Die Formulare gibt es beim Nabu im Haus der Natur oder im Internet. Dort gibt es auch eine Anleitung, wie man die zehn häufigsten Arten erkennt.
Wen wollen Sie damit erreichen?
Hauptsächlich möchten wir Hobbyornithologen ansprechen und natürlich auch Kinder und Jugendliche an das Thema heranführen. Man soll die Freude an der Natur entdecken.
Interessieren sich denn die Potsdamer für die Ornithologie?
Unsere Fachgruppe beim Nabu hat 40 Mitglieder. Regelmäßig gibt es Treffen und Exkursionen. Ich werde bei meinen Beobachtungsgängen auch angesprochen und die Leute erzählen mir, welche Vögel sie in ihrem Garten regelmäßig sehen.

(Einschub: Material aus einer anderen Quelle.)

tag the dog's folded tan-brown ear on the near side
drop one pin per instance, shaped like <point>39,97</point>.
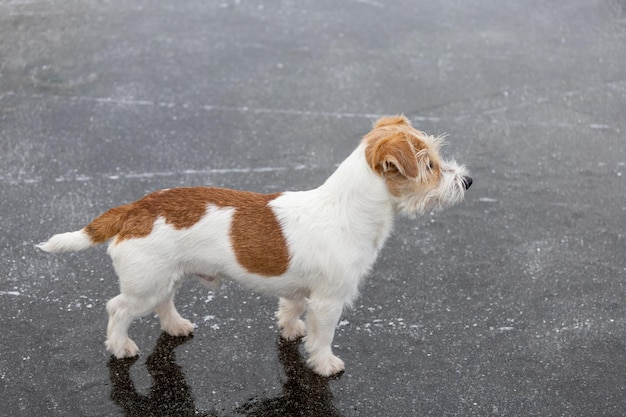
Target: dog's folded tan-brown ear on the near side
<point>393,154</point>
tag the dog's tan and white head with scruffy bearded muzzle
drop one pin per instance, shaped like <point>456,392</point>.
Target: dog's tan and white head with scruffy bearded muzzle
<point>409,162</point>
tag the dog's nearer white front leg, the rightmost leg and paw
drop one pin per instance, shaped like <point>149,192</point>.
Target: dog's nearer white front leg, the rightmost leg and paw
<point>321,319</point>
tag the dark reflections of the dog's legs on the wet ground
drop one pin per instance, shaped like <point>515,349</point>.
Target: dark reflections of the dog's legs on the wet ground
<point>304,392</point>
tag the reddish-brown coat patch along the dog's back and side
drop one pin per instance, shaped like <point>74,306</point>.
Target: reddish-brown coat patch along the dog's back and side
<point>255,233</point>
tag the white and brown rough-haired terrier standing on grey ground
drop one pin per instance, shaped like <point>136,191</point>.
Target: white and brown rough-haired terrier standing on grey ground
<point>310,248</point>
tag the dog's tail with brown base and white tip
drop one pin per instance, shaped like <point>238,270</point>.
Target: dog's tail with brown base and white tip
<point>100,230</point>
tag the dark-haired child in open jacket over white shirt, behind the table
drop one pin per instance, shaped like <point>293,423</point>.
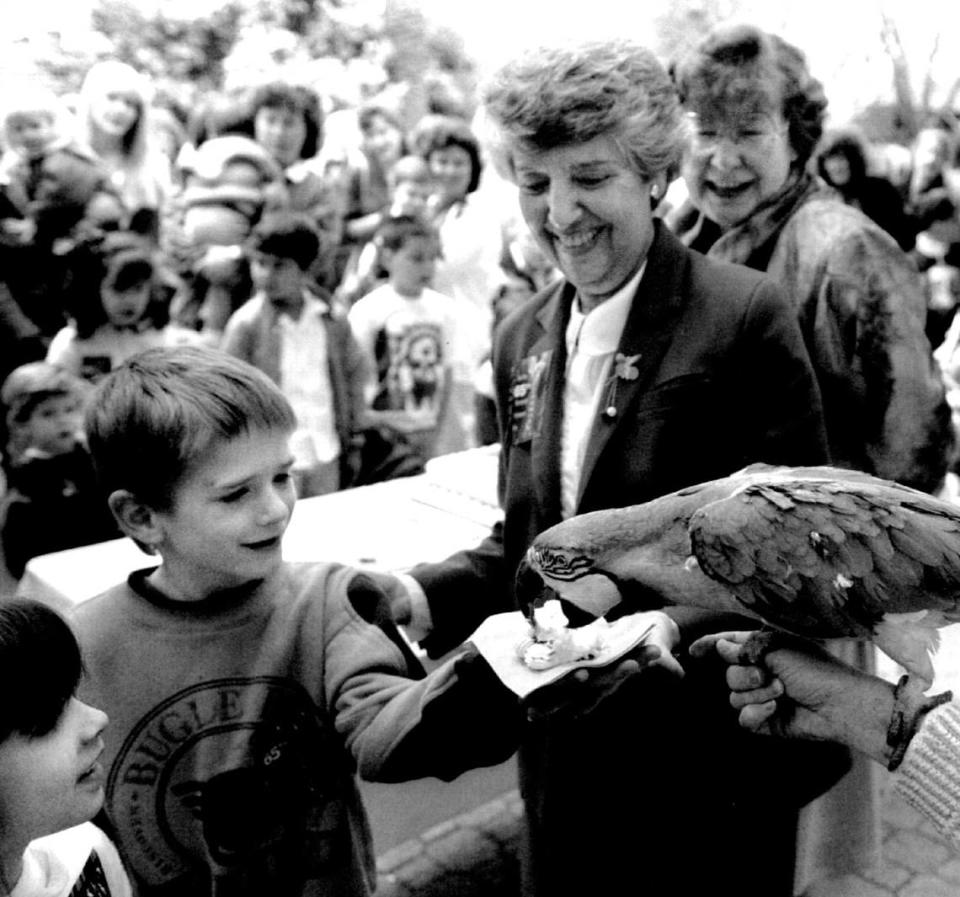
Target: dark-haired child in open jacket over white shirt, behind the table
<point>295,337</point>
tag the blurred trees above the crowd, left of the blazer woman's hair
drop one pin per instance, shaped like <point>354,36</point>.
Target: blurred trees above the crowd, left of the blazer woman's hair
<point>348,50</point>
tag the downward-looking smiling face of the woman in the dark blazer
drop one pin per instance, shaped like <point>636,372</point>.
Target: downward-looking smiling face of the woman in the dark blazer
<point>590,212</point>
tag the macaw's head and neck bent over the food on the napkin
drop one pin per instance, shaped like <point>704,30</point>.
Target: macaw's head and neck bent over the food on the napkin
<point>638,556</point>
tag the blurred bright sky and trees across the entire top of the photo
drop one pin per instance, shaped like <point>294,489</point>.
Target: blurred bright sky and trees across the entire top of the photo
<point>888,65</point>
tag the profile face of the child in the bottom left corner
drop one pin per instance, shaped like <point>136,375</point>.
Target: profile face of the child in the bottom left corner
<point>54,781</point>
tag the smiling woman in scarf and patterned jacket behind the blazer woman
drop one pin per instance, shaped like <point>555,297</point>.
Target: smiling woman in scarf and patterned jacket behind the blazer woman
<point>756,115</point>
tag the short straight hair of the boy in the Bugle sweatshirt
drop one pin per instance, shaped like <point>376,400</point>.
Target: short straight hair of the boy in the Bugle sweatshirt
<point>156,415</point>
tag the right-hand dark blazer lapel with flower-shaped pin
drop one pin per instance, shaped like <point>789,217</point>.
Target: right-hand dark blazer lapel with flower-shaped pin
<point>648,332</point>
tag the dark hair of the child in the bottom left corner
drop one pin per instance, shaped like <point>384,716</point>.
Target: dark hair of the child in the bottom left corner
<point>40,666</point>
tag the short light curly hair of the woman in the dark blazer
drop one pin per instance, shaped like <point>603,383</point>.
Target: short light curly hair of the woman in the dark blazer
<point>571,94</point>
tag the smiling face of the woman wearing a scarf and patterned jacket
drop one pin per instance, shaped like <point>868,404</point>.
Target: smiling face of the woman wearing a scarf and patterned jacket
<point>737,159</point>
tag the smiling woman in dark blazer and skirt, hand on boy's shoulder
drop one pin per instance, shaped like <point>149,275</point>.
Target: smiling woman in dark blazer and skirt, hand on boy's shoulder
<point>644,369</point>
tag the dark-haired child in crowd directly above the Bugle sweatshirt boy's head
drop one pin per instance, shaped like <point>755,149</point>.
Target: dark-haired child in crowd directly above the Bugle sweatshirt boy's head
<point>117,307</point>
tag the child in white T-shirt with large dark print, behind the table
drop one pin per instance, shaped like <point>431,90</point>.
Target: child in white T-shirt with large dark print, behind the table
<point>416,340</point>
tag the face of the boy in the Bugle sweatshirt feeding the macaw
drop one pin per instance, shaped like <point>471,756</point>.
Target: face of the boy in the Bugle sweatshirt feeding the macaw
<point>228,515</point>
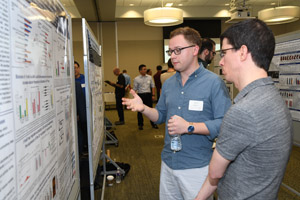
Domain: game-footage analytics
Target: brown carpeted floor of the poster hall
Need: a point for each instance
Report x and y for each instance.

Wie geht es denn der heimischen Vogelwelt? Gibt es Veränderungen?
In diesem Jahr macht sich das milde Wetter bemerkbar. Wir hatten ja praktisch noch keinen Winter. Viele Zugvögel, die sonst bei uns überwintern, bleiben deshalb weg. Zum Beispiel der Seidenschwanz – der kommt sonst im Winter in Massen her und spart sich nun den Weg.
Welche Vogelarten gibt es jetzt zu sehen?
Im Neuen Garten kann man große Mengen Wacholderdrosseln und Rotdrosseln beobachten. Dort stehen viele Eiben, die noch Früchte tragen und den Tieren Nahrung bieten. Außerdem gibt es Amseln, Blaumeisen, Elstern, Buchfinken, Kleiber und Rotkehlchen zu sehen. Auch ein Specht kann hin und wieder dabei sein.
Welche Probleme gibt es?
Hier bei uns ist vor allem die sogenannte Vermaisung ein Problem – in Brandenburg gibt es große Monokulturen aus Mais oder Raps. Es wird viel Pestizid in der Landwirtschaft eingesetzt. Das schadet dem Lebensraum. Größere Sorgen mache ich mir aber um die Zugvögel.
Warum?
Auf der Flugroute der Zugvögel nach Afrika stehen in Ägypten riesige Fanganlagen mit Netzen auf 700 Kilometern Länge. Die Vögel werden an Spezialitätenrestaurants verkauft, darunter Neuntöter, Pirole, Wendehälse, Nachtigallen und der auf der Roten Liste stehende Steinschmätzer. Beim Vogelzug im Herbst sind dort etwa 140 Millionen Vögel gefangen worden. Im Dezember hat der Nabu deshalb 115 000 Unterschriften gegen diesen Vogelmord an den ägyptischen Botschafter übergeben.
Die Fragen stellte Marco Zschieck
Manfred Pohl, 60, leitet die Fachgruppe Ornithologie beim Nabu-Kreisverband Potsdam. Hauptberuflich arbeitet er bei der Deutschen Bahn. Pohl ist verheiratet und hat zwei Kinder.